Hey all,
I have data mice were some molecule was measured in the blood over time. (after some challenge and after some treatment)
Very low concentrations of the molecule fall below the detection threshold and get reported as 0.
Some experimental groups in my dataset have very high concentration and no mice have zero levels, another group all mice have zero concentration and another group has a few zeros.
I struggle a bit on how to best this in brms.
I thought at firstabout using a hurdle model:

fit = brm(bf(conc ~ treatment * challenge+ (1 | mouse), hu ~ treatment * challenge+ (1 | mouse)) ,
data = data, family = hurdle_lognormal())
}

Then I thought about the fact that you can also think about this models as being left censored at zero. So I created an extra variable “censored” in my data frame that specifies “left” censored for every zero concentration and “none” for the rest.

fit = brm(bf(conc | cens(censored) ~ treatment * challenge+ (1 | mouse)) ,
data = data, family = hurdle_lognormal())
}

Now, this is the first time I have to handle this kind of data and I was wondering if any of these two models make any sense. If anybody can give some insights if this is all right or if I am making some obvious mistake, that would be great :)
If you can suggest a better alternative or know some good example or resource about this topic (in brms). That would also be welcome.
Thanks in advance!

In general this type of variable can be modelled as left-censored, with whatever error distribution you would otherwise use (so for some concentration, it’s probably going to be normal or log-normal).

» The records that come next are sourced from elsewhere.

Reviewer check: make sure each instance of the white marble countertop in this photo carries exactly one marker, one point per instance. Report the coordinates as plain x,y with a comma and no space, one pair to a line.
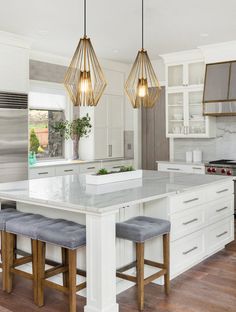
180,162
71,193
63,162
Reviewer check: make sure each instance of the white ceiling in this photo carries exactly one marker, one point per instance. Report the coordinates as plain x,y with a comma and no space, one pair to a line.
114,25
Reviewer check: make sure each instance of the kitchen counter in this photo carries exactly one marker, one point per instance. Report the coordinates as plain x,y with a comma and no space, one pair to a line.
63,162
71,192
199,208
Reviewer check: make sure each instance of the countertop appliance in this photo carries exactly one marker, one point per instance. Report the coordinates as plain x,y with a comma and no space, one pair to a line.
13,136
223,167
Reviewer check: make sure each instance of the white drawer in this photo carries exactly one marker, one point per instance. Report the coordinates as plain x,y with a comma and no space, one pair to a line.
90,167
187,222
186,200
67,170
221,190
220,209
37,173
174,168
186,251
219,234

A log-normal response would suggest that you can’t have them left-censored at zero. In this case I would want to know what the lower performance limit was for the analytic method, and use that as the censoring limit instead.

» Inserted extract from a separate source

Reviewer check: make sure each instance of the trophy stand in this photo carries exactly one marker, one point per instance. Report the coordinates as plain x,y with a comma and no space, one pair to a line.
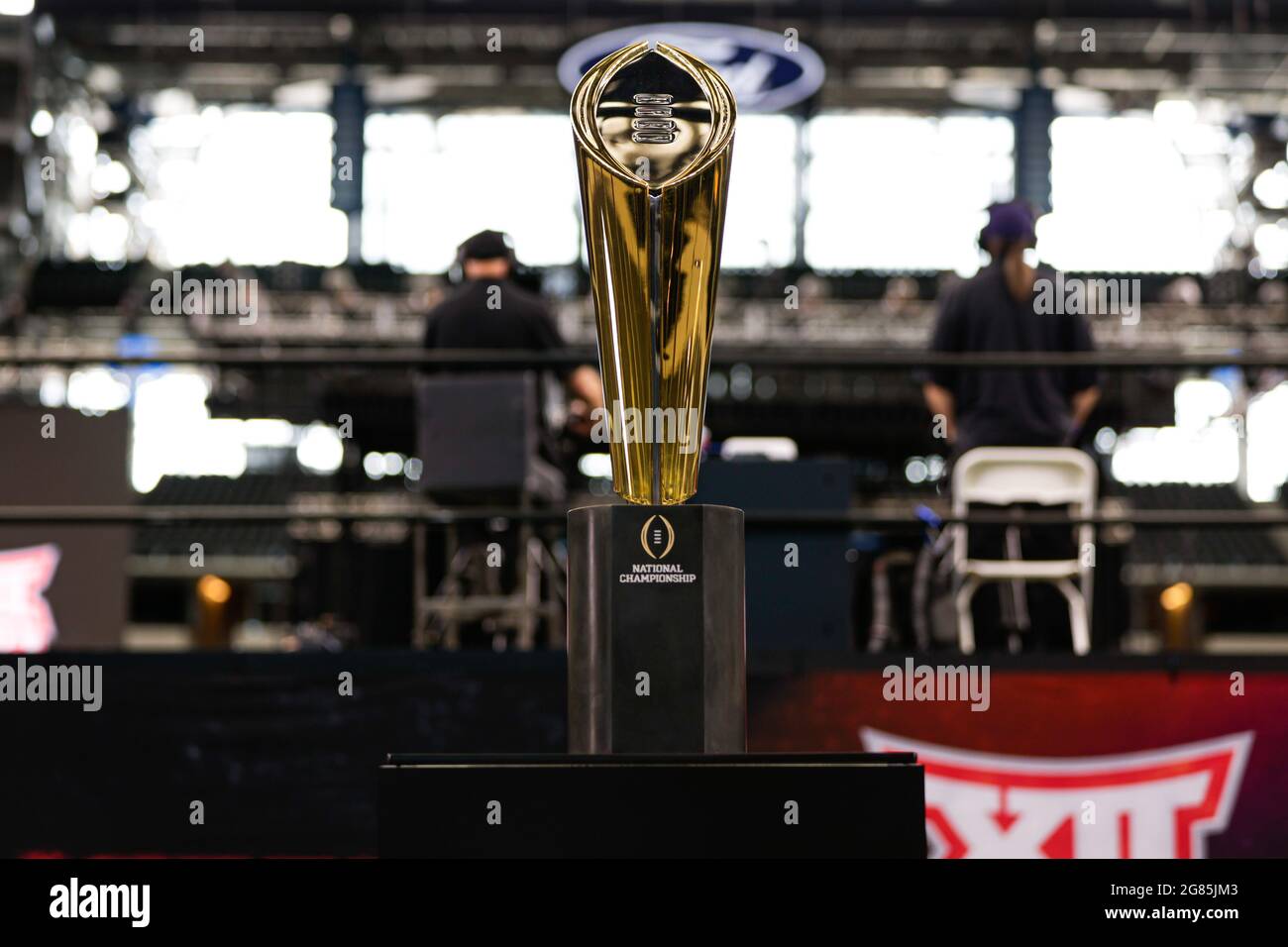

These models can have identifiability problems where there is a lot of censoring.

Thanks for your answer!
I have no information on the detection limit. I could maybe impute the the zeros with some arbitrary low number (.001) or the minimum non zero value in the dataset.
But I am not sure if this would make any difference depending on how these left censored hurdle models are implemented in brms.
I was also not entirely sure if I specified my model correctly in brms to have the desired effect (the second model in my original post)?

Well what would constitute ‘arbitrarily low’ would depend on the context, and this may be rather impactful depending on where the real reporting limit was, so that would take some care. Note that imputing with the lowest observed value would guarantee that your results would be biased. Most biological ‘concentration’ models will make most sense on log-scale, so you wouldn’t be able to have the censoring limit as zero.

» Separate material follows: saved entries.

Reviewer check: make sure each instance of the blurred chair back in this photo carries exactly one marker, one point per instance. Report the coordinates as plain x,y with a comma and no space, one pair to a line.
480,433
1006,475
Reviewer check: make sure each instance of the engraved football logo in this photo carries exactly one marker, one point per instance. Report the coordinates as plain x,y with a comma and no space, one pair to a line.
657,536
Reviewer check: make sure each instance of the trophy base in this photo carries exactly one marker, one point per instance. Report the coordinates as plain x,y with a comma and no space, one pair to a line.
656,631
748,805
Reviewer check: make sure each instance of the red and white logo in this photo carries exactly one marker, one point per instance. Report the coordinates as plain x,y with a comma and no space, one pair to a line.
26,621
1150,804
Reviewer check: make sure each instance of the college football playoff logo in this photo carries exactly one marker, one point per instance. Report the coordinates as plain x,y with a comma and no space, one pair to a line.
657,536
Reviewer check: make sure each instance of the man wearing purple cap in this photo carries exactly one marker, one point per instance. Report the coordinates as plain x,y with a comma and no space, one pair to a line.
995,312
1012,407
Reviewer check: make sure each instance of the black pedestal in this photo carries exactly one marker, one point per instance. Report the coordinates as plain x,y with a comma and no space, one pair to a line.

The ‘hurdle’ and ‘censored’ concepts are distinct. A hurdle model is a joint model for a binomial and a continuous response (i.e. there are two simultaneous models), and the censored model (usually) integrates out the censored observations to represent everything with one model.

For the censored model you want something like

brm(bf(conc|cens(censored) ~ 1 + ...), family = 'gaussian()', ...)

Where censored is -1 for left-censored observations.